Gary Crocker, right, speaks as Pierre Sokolsky, left, Michael Young and Ann Crocker listen.
Jeffrey D. Allred, Deseret News
SALT LAKE CITY — When the dinosaur bones, rock slabs and fossils venture from their current location at Utah's Museum of Natural History to a new home, the inside walls will come down to facilitate one of the largest on-campus renovation projects the University of Utah has yet to undertake.
Kicking off the project is a $10 million donation from one of Utah's most successful entrepreneurial couples, Ann S. and Gary L. Crocker, founders of several science-based companies nationwide.

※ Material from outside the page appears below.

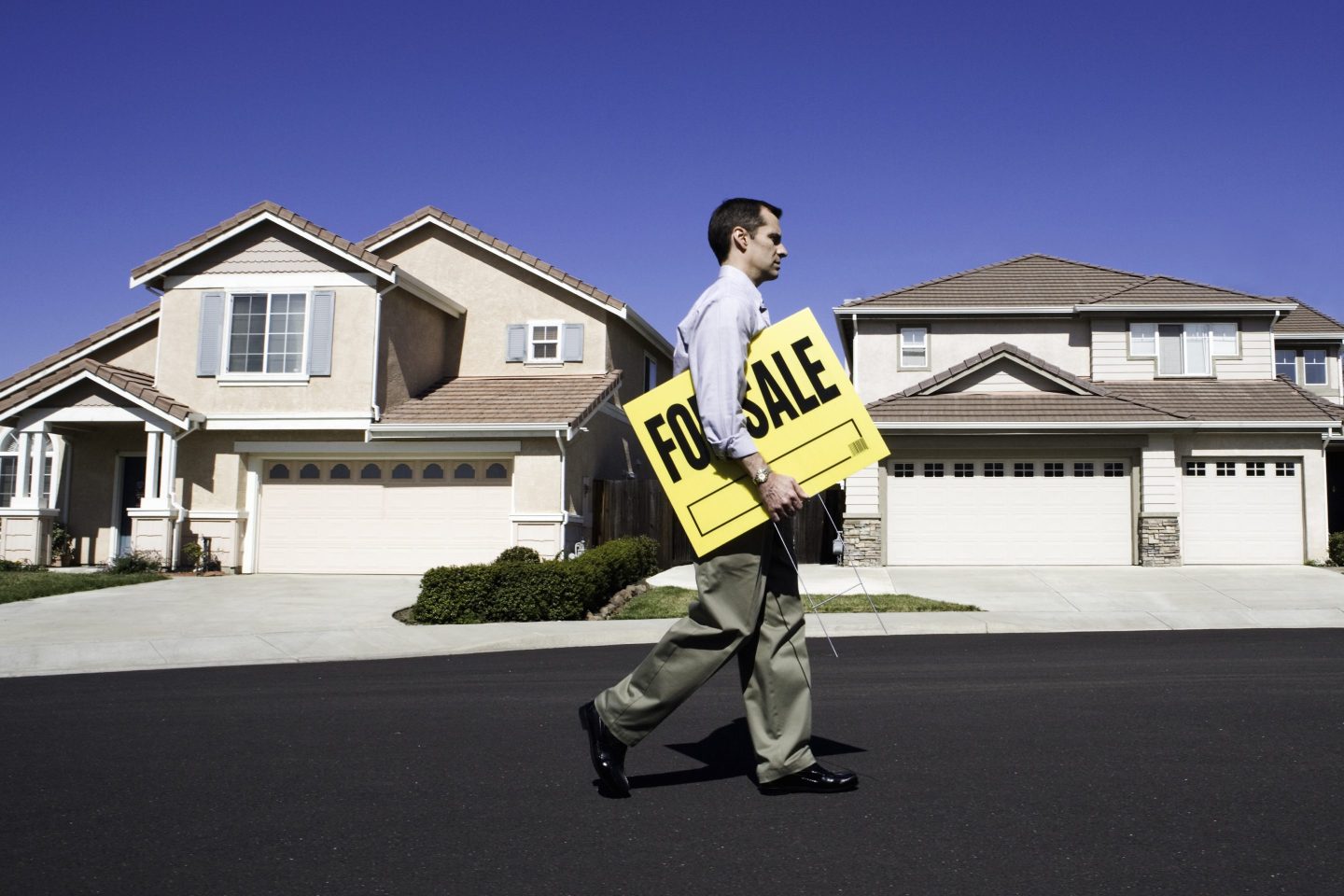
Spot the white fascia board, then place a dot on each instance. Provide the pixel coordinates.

Their gift begins an estimated $75 million renovation that will gather the U.'s College of Science from sprawling locations all over campus, to one core building, the historic George Thomas building, in President's Circle.
"Now (the circle) is bounded on one side by science and on the other by Gardner Hall and the arts," said U. President Michael K. Young. "I think how fitting it is, when you think about a great university, and you think about what it contributes to the world and what we bring our students who come here to learn, that they will walk through a circle that has on both sides, the most critical things — science and art."
The plan is to gut the old museum, which originally housed the campus library, and turn it into a state-of-the-art facility, offering educational aspects from all four departments within the college of science — including chemistry, biology, mathematics and physics. It will be an interdisciplinary center for science education at the U. College of Science, said Dean Pierre V. Sokolsky. The design of the new building includes a seismic upgrade but will also "enable us to push forward our ideas about interdisciplinary research and education."
The Center for Cell and Genome Science, named for the Crockers, will occupy 50 percent of the completed space, which Sokolsky said is a symbolic expression of the synthesis of teaching and research.
"The center is an exemplar of where science is going in terms of interdisciplinary nature," he said. "It really is tuning in on the fact that the cell, the human cell and the cell of biological organisms, is the interface between our basic understanding of biology and of basic science, and applications to medicine and pharmacology. It all sort of comes together around the cell and the cell membrane."
Crocker, a longtime friend of Young's and past member of the U.'s board of trustees, said the life science industry depends on scientists who have an expansive knowledge base.